Saturday, January 30, 2010

Garden Diary: Full Moon

This is moonrise on an early winter evening in late January. Rockets of cedar (Juniperus virginiana), an ancient Japanese weeping cherry, red maples, a fringe of still, icy cold vegetation edge the aperture of sky. As I walked out to look, it was a magical moment, just at the transition from light to dark.

The sky is mediator between the garden and the black, empty darkness of space in which the Earth, and we, exist - an ad hoc creation, an illusion simulated by our human perception of the small spectrum of electromagnetic radiation we call light. The beacon of the rising full moon brings me closer to an awareness of this connection. The garden becomes an almost spiritual place of transition from the quotidian affairs of a work day at home to a moment of mystery on the border of infinity. In all seasons, at all times of day or night, the sky projects a feeling, a mood - somber quietness on cloudy winter days, translucent inner glow of wetness in spring, optimism on those halcyon early summer days, blinding, insufferable heat and dryness of high summer, abundance turning to ripeness, and eventually ferment and rot, of autumn.

Thoughts of seasons to come, again and again, but eventually to end, for me, for us all. I think I'll always associate gardens with death. Not in a morbid way, but with a sense of peace and rest, something of the idea of paradise - not, god forbid, the idea of heaven up there beyond that cold, dark sky - but some earthly paradise of nonbeing.
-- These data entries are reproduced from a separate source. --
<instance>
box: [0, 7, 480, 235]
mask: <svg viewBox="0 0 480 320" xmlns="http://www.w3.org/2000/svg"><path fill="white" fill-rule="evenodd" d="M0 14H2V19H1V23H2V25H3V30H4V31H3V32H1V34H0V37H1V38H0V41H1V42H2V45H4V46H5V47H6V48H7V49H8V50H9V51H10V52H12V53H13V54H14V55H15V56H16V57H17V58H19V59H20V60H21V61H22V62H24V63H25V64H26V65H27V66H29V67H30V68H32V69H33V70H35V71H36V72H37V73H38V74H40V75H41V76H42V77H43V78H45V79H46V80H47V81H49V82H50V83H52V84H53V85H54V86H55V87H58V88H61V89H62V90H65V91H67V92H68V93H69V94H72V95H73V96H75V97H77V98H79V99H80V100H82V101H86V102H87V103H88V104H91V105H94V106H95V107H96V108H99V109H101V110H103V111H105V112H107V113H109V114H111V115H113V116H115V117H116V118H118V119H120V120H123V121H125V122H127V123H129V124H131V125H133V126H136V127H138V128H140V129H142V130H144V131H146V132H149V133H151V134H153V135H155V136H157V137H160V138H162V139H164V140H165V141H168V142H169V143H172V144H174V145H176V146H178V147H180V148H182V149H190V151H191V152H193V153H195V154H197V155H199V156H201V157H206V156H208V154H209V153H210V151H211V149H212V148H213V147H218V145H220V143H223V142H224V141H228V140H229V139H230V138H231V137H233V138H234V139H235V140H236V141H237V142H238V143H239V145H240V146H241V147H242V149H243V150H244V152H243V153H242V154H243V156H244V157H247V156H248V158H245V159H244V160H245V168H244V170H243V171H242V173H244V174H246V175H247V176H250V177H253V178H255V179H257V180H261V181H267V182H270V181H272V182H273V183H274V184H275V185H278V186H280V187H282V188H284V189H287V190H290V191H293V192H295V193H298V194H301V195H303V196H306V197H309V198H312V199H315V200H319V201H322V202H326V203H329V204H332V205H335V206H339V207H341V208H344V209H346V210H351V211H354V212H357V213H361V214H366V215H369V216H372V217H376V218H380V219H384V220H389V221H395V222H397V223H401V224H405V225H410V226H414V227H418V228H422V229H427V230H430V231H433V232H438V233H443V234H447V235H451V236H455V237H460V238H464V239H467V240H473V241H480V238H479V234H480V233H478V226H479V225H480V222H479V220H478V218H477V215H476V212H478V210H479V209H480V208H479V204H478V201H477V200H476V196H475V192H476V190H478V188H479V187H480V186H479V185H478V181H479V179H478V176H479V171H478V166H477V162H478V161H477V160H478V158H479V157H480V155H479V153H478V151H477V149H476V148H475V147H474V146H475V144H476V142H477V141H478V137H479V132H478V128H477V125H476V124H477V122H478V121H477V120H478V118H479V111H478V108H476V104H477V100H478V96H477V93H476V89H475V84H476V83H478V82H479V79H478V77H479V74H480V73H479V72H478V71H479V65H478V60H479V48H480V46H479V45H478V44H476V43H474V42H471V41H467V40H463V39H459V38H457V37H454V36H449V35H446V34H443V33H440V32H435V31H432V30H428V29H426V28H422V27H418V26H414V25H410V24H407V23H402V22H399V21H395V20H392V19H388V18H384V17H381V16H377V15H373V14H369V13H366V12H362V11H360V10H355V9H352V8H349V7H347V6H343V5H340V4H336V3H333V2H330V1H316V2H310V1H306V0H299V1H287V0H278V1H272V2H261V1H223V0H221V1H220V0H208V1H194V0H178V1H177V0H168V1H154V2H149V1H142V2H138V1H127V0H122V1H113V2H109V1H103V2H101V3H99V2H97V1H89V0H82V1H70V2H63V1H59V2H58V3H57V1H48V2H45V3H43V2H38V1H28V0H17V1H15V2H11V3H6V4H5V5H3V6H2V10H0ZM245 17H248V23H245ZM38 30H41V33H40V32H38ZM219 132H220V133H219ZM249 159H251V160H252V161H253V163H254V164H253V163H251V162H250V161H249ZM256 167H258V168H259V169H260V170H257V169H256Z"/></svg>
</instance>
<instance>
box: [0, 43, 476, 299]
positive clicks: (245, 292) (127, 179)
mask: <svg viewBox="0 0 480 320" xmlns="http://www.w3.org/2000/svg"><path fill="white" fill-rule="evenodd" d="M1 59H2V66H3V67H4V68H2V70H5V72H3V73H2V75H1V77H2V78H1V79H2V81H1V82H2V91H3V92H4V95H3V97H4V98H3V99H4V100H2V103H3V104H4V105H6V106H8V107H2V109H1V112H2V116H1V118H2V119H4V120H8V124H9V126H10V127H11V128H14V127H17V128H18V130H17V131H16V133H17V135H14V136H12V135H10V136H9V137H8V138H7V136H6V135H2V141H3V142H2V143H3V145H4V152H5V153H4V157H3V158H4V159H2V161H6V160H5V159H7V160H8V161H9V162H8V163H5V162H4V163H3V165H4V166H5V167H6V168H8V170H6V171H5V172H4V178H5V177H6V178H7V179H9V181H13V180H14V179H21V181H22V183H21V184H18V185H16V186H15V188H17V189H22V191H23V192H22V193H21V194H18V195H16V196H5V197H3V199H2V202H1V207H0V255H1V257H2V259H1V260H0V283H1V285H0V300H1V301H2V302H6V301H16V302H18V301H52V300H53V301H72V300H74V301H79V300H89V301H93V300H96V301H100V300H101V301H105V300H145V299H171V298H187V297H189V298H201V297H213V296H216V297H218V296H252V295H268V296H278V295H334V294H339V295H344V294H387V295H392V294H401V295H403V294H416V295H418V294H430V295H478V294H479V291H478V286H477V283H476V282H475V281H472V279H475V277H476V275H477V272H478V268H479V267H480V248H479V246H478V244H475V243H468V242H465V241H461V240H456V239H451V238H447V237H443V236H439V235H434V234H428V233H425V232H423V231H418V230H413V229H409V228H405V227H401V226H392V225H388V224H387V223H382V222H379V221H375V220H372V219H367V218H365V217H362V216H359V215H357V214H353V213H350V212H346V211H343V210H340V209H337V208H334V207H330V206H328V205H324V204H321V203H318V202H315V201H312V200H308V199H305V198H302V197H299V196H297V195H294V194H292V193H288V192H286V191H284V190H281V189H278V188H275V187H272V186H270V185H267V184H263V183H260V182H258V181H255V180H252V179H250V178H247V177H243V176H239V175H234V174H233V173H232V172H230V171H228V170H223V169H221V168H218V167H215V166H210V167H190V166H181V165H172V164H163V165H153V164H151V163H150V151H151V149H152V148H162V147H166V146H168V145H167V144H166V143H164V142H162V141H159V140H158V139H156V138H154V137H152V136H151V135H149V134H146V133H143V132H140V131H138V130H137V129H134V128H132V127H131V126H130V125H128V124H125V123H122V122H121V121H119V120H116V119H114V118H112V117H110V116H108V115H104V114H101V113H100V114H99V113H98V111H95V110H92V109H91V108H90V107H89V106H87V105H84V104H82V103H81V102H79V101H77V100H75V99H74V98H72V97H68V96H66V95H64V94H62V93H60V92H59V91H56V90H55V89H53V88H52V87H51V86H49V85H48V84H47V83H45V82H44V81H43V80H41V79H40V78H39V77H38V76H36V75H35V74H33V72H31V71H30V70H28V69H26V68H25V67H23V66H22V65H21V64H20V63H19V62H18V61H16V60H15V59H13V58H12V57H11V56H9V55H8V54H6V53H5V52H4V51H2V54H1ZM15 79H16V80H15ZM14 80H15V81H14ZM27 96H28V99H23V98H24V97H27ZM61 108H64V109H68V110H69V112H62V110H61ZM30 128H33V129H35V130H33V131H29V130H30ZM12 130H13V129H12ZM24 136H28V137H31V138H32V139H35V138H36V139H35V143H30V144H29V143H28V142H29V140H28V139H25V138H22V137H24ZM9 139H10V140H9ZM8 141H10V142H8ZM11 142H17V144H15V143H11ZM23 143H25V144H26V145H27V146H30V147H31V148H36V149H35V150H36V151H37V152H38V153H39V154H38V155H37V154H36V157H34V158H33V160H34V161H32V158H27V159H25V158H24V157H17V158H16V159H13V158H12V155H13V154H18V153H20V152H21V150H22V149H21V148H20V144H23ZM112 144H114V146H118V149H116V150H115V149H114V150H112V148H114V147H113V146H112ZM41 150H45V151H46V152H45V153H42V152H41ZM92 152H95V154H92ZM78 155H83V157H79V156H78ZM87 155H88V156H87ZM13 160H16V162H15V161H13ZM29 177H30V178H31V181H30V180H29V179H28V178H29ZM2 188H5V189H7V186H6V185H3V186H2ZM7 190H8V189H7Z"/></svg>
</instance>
What does all this have to do with the garden? Everything, don't you think?


  1. I'm sitting here typing this and looking at that very same moon, sharing your thoughts and wondering why it is so extremely intense this particular month.

  2. I read a student poem in college. It's title captures the image perfectly: the moon as salt lick.

  3. When I gaze upward I'm often reminded of just how incredibly fortunate we are to be spinning on the one round rock, within an unimaginable vast distance, that actually supports life. Double blessed are we to have evolved to the point of realizing, and for some, appreciating our place in the universe.

  4. Yes we are. We so easily forget how fragile it all is. The biosphere has the relative thinness of tissue paper. We're literally on the edge of existence, yet we can appreciate the beauty of a single weed, and we live without fear.

  5. It's been a big, beautiful and cold moon here. There's not much gardening to be done here now. Wandering out at night and looking at the moon and stars is about as good as it gets.

  6. Nothing like a big ole moon in the middle of winter, especially with a snow cover. I remember turning my car lights off late at night after a big snow and it was an amazing sight. Blue everywhere. (I don't normally drive at night without lights!)

  7. I shiver just to look at these photos.

    Came over to check the mention on

    is ok.


  8. Ester,
    It's an honor to be mentioned by someone married to a Martian.

  9. To think that humans have been to the moon, something that not long ago might have seemed so distant, unattainable. Still, I like how you'd willing to settle for an earthly paradise. Maybe I'm too oldschool to ever really want to be part of things of the sky. There's happiness to be had in this thin skin of Earth's crust, with life-giving light coming from above and equally sustaining materials from the ground below. The sky goes on forever. What we have here is so much rarer.

  10. James,
    Pascal said something like "what frightens me is the spaces between the stars." I choose earth, fragile and temporary as it is. (Not sure about the Pascal quote, though.)